My son and I are safely back home after our great adventure in northern Japan. On Saturday we did more sightseeing, of course visiting Mt. Hakodate to take in the famous night view and hitting the fish market the next morning. Then it was time to head for home, so we crossed back to Aomori using the Seikan Tunnel, taking a special train that stopped at the Tappi Undersea Station so we could take a tour of the only train station located 140 meters below sea level. Completed in 1988, the Seikan Tunnel is the longest and deepest in the world, spanning 53 km (33 miles) from end to end. The tunnel was built in response to a lack of capacity at the ferry docks that shuttled people and vehicles between the two islands, along with a series of terrible ferry accidents that claimed the lives of 1430 passengers in a single year. The tunnel was a very difficult dream to realize: it employed 1.4 million people and cost $7 billion, including 34 lives due to various accidents during construction.
Passing through the tunnel, we got to see the Shinkansen track they were laying which will eventually allow people to travel by speedy bullet train from Tokyo to Hokkaido. While I love riding these comfortable trains and appreciate that they’ve become an international symbol of Japan to the world, I wasn’t sure how to feel about the country’s eventual plan to bring its iconic high-speed trains all the way to Sapporo.
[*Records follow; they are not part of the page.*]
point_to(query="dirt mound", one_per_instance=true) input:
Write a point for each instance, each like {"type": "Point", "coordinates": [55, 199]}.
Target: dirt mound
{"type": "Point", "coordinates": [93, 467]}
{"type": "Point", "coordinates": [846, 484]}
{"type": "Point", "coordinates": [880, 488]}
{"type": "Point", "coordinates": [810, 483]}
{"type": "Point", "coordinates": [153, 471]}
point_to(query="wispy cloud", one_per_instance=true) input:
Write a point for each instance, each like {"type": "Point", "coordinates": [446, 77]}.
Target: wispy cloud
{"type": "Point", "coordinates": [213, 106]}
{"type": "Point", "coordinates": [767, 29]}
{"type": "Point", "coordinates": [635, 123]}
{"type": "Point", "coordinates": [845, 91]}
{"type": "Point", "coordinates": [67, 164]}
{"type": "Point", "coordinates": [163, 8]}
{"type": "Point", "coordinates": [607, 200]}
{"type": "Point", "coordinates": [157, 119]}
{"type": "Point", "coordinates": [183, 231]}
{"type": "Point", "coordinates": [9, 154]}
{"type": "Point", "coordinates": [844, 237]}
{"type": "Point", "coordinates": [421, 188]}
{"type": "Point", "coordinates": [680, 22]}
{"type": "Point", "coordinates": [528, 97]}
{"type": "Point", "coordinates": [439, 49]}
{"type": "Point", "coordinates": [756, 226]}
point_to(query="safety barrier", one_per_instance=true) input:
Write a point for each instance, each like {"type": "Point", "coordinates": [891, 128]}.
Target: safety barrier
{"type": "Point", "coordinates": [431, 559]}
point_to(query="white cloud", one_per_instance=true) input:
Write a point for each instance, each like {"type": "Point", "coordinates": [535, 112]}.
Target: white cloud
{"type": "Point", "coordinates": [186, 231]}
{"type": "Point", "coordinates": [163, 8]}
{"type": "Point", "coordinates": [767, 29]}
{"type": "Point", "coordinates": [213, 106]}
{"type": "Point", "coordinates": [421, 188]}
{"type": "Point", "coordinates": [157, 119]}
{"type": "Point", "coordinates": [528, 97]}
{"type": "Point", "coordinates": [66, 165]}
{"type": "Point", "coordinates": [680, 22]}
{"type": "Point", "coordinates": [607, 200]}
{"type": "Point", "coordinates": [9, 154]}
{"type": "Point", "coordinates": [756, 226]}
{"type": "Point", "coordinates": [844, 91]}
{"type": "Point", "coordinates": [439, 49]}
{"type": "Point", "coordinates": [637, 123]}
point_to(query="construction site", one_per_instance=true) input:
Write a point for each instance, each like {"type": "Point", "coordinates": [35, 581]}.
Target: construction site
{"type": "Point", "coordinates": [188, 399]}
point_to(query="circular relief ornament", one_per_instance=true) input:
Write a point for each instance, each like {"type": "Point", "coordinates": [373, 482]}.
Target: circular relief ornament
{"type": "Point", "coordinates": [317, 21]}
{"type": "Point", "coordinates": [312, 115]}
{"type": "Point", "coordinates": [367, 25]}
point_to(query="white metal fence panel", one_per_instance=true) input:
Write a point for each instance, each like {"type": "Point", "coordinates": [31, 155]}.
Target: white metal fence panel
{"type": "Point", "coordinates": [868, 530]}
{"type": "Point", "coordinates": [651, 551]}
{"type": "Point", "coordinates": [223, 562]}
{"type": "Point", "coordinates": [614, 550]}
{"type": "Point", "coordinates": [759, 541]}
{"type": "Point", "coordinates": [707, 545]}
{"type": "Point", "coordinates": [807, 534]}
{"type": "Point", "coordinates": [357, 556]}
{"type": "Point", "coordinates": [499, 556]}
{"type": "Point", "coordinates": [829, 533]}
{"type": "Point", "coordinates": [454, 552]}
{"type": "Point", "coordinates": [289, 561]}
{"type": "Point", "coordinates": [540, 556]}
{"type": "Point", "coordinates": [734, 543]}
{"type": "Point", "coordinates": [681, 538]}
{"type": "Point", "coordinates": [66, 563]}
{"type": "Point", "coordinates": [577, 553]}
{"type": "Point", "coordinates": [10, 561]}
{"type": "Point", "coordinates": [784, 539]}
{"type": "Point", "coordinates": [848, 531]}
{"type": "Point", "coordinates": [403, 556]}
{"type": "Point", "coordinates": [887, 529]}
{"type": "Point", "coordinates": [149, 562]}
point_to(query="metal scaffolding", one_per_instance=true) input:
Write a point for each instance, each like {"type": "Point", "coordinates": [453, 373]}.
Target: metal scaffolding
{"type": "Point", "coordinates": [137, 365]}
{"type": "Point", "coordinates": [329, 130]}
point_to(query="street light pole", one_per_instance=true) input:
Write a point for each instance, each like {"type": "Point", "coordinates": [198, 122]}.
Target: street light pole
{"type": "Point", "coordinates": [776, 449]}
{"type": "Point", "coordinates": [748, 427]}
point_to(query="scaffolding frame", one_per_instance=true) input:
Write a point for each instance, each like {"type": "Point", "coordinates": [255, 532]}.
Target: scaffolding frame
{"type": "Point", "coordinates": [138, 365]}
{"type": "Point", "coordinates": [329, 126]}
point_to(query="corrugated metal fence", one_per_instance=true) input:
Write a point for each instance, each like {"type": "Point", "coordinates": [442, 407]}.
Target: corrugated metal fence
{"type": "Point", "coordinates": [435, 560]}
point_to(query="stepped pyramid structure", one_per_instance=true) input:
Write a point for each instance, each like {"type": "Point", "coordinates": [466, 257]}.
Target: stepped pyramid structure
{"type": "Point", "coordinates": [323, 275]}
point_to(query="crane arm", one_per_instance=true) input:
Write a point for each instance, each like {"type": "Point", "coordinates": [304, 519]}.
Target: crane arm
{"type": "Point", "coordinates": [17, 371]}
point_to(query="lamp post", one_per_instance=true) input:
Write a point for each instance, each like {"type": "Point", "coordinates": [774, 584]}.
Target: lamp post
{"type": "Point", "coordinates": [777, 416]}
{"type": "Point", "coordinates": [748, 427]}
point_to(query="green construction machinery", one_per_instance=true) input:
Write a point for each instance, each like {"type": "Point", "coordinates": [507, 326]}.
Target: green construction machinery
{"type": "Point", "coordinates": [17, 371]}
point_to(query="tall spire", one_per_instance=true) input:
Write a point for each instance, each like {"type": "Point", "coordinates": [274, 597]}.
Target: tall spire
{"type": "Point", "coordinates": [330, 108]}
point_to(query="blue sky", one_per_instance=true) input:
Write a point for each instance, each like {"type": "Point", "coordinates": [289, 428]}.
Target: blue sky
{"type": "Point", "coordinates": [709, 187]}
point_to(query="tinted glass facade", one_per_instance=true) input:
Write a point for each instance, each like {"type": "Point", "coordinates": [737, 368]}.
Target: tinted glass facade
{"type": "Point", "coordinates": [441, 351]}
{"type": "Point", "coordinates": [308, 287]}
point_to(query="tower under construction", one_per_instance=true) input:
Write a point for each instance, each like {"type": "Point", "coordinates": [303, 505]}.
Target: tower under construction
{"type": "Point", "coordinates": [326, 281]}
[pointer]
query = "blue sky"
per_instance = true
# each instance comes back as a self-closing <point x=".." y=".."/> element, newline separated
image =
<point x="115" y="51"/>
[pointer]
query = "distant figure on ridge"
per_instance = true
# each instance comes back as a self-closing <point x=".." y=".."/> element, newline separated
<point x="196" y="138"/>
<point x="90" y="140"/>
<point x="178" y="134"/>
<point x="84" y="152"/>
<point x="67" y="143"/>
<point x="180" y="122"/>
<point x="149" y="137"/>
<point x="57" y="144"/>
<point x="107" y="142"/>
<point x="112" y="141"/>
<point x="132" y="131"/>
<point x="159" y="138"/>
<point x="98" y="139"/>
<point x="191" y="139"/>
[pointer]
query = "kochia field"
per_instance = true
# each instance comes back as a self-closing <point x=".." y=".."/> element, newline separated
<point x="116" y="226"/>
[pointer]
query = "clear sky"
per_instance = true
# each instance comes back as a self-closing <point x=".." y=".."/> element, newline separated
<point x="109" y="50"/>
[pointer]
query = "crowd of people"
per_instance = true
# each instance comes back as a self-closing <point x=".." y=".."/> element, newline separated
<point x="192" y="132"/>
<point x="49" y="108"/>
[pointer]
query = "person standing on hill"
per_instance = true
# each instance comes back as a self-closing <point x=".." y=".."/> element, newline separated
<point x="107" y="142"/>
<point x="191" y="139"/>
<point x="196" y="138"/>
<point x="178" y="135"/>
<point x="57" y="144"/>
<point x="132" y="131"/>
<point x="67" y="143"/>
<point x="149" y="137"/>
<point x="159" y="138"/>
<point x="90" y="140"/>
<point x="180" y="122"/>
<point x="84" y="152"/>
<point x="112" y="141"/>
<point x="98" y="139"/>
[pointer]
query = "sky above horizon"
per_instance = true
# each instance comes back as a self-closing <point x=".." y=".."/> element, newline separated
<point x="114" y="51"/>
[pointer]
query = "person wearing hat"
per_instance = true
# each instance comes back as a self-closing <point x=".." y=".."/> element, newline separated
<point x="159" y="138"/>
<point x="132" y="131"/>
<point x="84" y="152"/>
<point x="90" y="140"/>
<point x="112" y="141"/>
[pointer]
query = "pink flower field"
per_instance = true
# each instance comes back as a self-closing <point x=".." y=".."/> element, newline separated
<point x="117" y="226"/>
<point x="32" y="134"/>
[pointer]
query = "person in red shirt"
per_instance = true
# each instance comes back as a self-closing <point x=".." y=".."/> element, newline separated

Japan is a country positively addicted to construction, and while its engineering is probably the best in the world — something I could really appreciate, walking through concrete tunnels hewn out of the ocean floor — there’s a time when not building something might be a good idea, too. Like when you’ve got a falling population, as Japan does, and when you have popular alternatives to rail, like the perfectly good network of domestic airlines. Already 90% of travelers heading from Tokyo to northern Japan opt to travel by air, since a 4-6 hour train journey just isn’t convenient or most people, and I doubt this trend will change in the near future. I’d like to see Japan acknowledge that it’s no longer a scrappy economic powerhouse and start making good decisions about the country’s future based on a realistic world-view.
The night view from Hakodate is beautiful to behold.